Understanding and testing potassium tartrate (cream of tartar) stability is one of the big challenges in modern winemaking, because many factors can affect whether or not crystals actually form in any given situation. For example, even when solutions are saturated and dissolved solutes should precipitate out, this chemistry can be overruled by physical limitations that impede crystal formation.
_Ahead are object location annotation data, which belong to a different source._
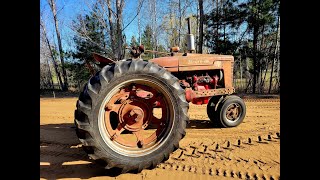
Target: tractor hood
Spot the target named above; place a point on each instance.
(192, 62)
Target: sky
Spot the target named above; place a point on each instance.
(69, 9)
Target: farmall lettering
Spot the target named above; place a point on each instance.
(198, 62)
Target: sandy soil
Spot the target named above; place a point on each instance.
(249, 151)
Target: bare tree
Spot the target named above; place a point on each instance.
(53, 8)
(51, 53)
(201, 25)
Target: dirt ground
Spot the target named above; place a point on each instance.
(248, 151)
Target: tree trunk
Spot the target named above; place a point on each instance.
(119, 6)
(180, 24)
(275, 55)
(201, 26)
(111, 29)
(56, 24)
(255, 58)
(217, 28)
(255, 51)
(52, 56)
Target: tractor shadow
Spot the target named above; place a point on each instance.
(61, 155)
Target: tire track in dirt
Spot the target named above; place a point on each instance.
(262, 100)
(214, 158)
(250, 151)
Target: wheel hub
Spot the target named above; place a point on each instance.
(134, 115)
(233, 112)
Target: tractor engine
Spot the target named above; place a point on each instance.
(200, 81)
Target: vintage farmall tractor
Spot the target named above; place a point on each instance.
(132, 114)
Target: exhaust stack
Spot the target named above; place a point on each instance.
(190, 37)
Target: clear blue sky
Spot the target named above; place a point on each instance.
(71, 8)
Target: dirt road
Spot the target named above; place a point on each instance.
(249, 151)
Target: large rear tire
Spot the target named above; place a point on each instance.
(117, 106)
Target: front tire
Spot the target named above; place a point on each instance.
(230, 112)
(116, 107)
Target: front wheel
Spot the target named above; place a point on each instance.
(230, 112)
(131, 115)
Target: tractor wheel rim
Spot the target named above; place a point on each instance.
(126, 113)
(233, 112)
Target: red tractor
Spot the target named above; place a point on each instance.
(132, 114)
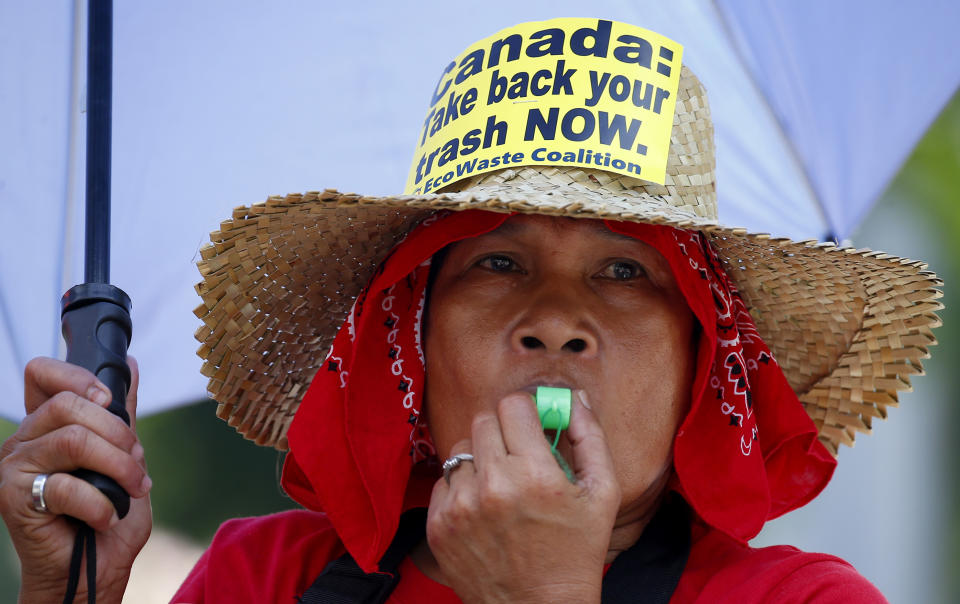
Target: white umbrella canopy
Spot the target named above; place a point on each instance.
(222, 103)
Checkstab Wine Stability Tester. Teaching the complexity of this instability is a challenge, as these are molecular levels reactions. But now, demonstrating that these seemingly obscure theoretical reactions which have real implications in winemaking is facilitated by a new piece of laboratory equipment at the Teaching Winery. The Checkstab wine stability testing unit, made by the Italian company Delta Acque and distributed by Alpine Scientific in Davis, CA combines a precisely controlled heated/chilled water bath, several monitoring thermometers, and a sensitive conductivity probe with a computer controlled recording ability.
Conductivity of a sample changes as ionic species are added or removed—if cream of tartar forms a solid and precipitates, the charged salt particles are no longer in solution and no longer conduct electricity. Thus, precipitation of microscopic crystals can be "observed" by following the conductivity levels—which is exactly what the CheckStab unit does.
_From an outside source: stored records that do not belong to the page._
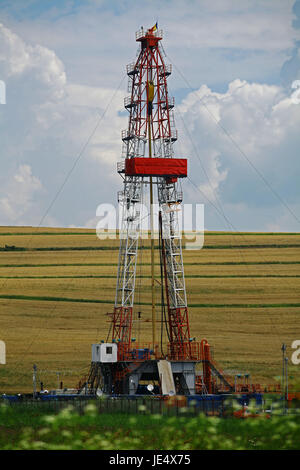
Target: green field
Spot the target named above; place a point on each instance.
(57, 286)
(39, 428)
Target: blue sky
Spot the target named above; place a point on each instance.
(233, 67)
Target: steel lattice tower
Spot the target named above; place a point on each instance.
(151, 127)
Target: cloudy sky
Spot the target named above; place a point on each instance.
(238, 117)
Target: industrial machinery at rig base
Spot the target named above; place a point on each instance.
(120, 365)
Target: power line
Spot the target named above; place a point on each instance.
(241, 151)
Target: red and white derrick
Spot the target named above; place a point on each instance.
(148, 158)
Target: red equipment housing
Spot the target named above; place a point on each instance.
(171, 167)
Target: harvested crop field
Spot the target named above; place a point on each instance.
(57, 286)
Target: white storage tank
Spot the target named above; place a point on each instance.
(104, 352)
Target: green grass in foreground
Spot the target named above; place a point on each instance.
(35, 429)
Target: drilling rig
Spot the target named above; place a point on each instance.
(120, 365)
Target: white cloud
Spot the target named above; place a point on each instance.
(262, 124)
(19, 197)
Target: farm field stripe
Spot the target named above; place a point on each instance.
(218, 263)
(190, 276)
(92, 232)
(113, 248)
(100, 301)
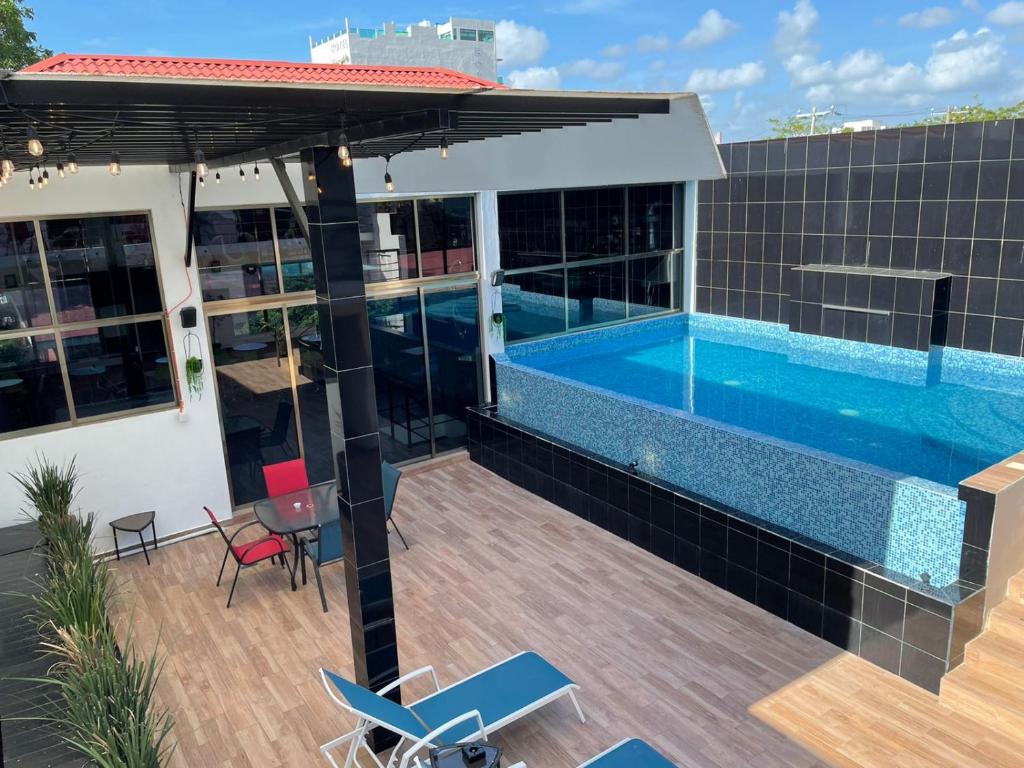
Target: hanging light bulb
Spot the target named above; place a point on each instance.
(201, 167)
(34, 145)
(344, 154)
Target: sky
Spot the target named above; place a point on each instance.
(749, 59)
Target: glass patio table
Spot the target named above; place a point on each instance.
(317, 506)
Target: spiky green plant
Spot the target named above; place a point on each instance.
(109, 713)
(50, 489)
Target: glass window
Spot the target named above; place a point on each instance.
(118, 368)
(534, 304)
(23, 293)
(650, 285)
(445, 236)
(235, 252)
(255, 390)
(529, 226)
(307, 359)
(296, 261)
(594, 223)
(650, 218)
(387, 237)
(399, 377)
(597, 294)
(454, 341)
(101, 267)
(32, 392)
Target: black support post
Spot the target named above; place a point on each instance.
(334, 242)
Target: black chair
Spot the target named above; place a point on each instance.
(278, 435)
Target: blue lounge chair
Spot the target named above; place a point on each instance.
(630, 753)
(470, 709)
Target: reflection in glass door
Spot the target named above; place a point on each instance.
(254, 385)
(399, 376)
(454, 354)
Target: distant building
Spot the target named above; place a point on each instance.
(462, 44)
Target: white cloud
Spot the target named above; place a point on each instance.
(795, 28)
(965, 59)
(1008, 14)
(956, 62)
(519, 44)
(937, 15)
(652, 43)
(588, 68)
(710, 80)
(539, 78)
(712, 28)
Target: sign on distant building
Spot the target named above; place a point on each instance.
(462, 44)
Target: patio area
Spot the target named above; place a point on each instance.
(708, 679)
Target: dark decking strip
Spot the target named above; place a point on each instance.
(28, 743)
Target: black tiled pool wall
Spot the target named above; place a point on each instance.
(945, 198)
(905, 627)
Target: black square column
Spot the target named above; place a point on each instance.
(334, 236)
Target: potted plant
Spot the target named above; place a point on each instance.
(194, 376)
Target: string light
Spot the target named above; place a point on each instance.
(34, 145)
(344, 154)
(201, 167)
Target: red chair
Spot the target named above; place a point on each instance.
(286, 477)
(250, 553)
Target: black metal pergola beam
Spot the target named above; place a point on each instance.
(152, 121)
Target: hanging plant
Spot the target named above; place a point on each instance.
(194, 367)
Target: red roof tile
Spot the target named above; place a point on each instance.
(260, 72)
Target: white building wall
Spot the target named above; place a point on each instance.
(175, 464)
(419, 46)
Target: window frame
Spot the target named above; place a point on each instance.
(676, 254)
(57, 329)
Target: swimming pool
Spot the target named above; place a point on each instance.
(856, 445)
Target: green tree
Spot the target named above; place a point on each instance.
(17, 46)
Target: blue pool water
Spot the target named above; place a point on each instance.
(897, 413)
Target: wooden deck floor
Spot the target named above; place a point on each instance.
(705, 677)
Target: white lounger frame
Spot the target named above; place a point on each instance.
(357, 738)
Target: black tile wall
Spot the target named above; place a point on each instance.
(946, 198)
(902, 626)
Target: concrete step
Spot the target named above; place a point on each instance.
(988, 696)
(1007, 620)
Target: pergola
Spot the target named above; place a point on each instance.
(166, 120)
Students measure conductivity. Now that we have this piece of equipment, students can observe real time changes in the conductivity of a wine sample as the cream of tartar precipitates out, and can manipulate the factors which affect this precipitation. This measurement of conductivity is an immediately observable effect of the more difficult to see molecular level events of crystal formation, growth, and precipitation. As I demonstrated this to my students, I could virtually see the light bulbs going off in their heads. This is what specialized analytical tools can do to illustrate concepts to students in a practical and immediate way.
Pat Howe is enology lecturer in the department of food science at Cornell, and proprietor of the smallest winery in Napa County, California.